The Heraklion basin is located in central Crete between the Psiloritis and Dicti mountains as a graben structure, developed through Neogene and Quaternary times. Several differently oriented sub-basins, bounded by normal faults occur within the main basin. Climatic conditions and lack of vegetation expose well-preserved outcrops of the filling sediments and the fault planes, which were classified in three fault generations. Cross-cutting relationships between different faults, sub-basin’s succession, morphotectonic features and overprinting criteria between faults and sediments were used for this classification. The average-regional and local stress fields responsible for fault development were determined using slip indicators preserved on the fault planes.
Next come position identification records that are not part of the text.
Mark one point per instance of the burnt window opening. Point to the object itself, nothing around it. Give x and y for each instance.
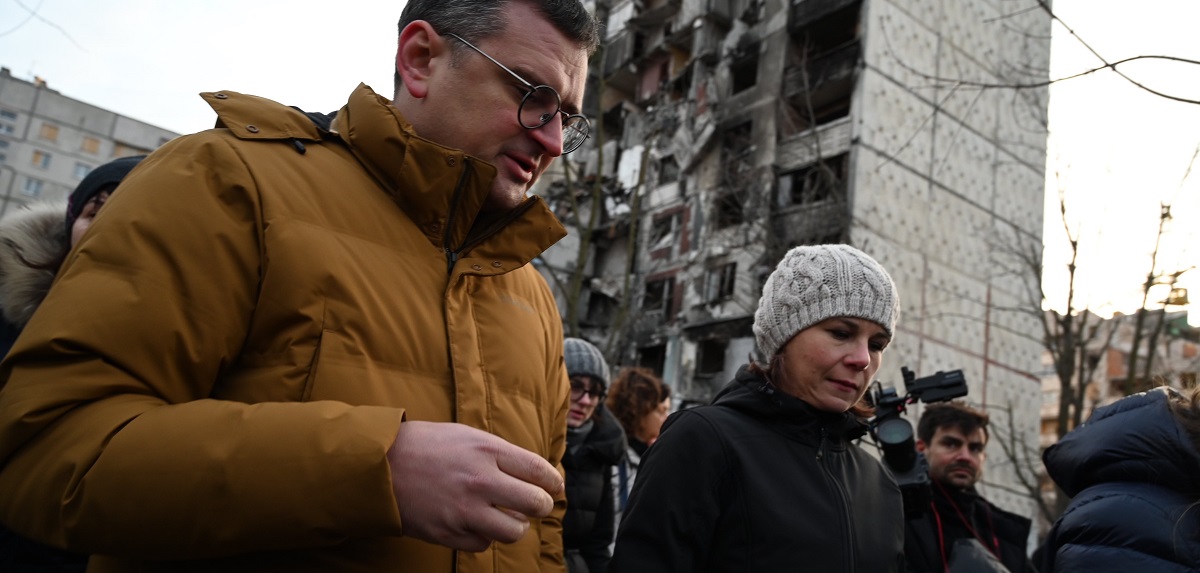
(719, 282)
(829, 32)
(667, 170)
(821, 181)
(659, 295)
(613, 124)
(737, 150)
(664, 231)
(825, 56)
(711, 356)
(744, 68)
(653, 357)
(681, 85)
(727, 210)
(600, 309)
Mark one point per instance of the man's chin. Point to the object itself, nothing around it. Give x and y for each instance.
(504, 197)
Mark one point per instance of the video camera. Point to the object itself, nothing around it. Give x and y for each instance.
(894, 434)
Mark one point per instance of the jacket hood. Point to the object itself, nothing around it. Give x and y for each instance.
(37, 235)
(756, 396)
(1135, 439)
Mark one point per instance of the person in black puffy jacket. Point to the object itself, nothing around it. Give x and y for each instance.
(768, 477)
(594, 445)
(1133, 472)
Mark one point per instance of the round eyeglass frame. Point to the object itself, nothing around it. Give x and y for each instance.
(576, 127)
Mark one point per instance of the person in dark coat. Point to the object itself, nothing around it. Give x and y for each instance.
(960, 525)
(640, 400)
(33, 246)
(768, 476)
(35, 241)
(1133, 472)
(594, 445)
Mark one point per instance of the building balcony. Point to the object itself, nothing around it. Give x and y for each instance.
(805, 12)
(832, 72)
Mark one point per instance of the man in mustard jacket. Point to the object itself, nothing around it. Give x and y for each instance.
(301, 345)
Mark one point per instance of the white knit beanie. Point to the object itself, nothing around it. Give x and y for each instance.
(814, 283)
(585, 360)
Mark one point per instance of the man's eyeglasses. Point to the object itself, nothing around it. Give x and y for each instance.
(579, 387)
(541, 104)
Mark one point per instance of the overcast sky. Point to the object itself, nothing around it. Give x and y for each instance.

The tectonic and kinematic development of the Heraklion basin was governed by the relative plate behavior and the resultant geodynamic conditions at the European margin. The beginning, in the Middle/Late Miocene, of the southward roll-back of the African plate resulted in a N–S directed extension on the upper crust, that formed the first E–W trending basins of Crete. In the late Messinian, the activation of the North Anatolian fault and the associated southwestwards extrusion of the Anatolian plate accelerated an arc-parallel extension, which formed the N–S trending Heraklion, and smaller basins. Since the middle Pliocene, fault development resumed in two normal directions, NW–SE and NE–SW, as a result of a pure multi-directional extension, induced by the African plate subduction and roll-back that favors an arc-normal extension and the Anatolian extrusion, that supports an arc-parallel stretching. Active faulting in Crete supports this scenario for the present day tectonic situation.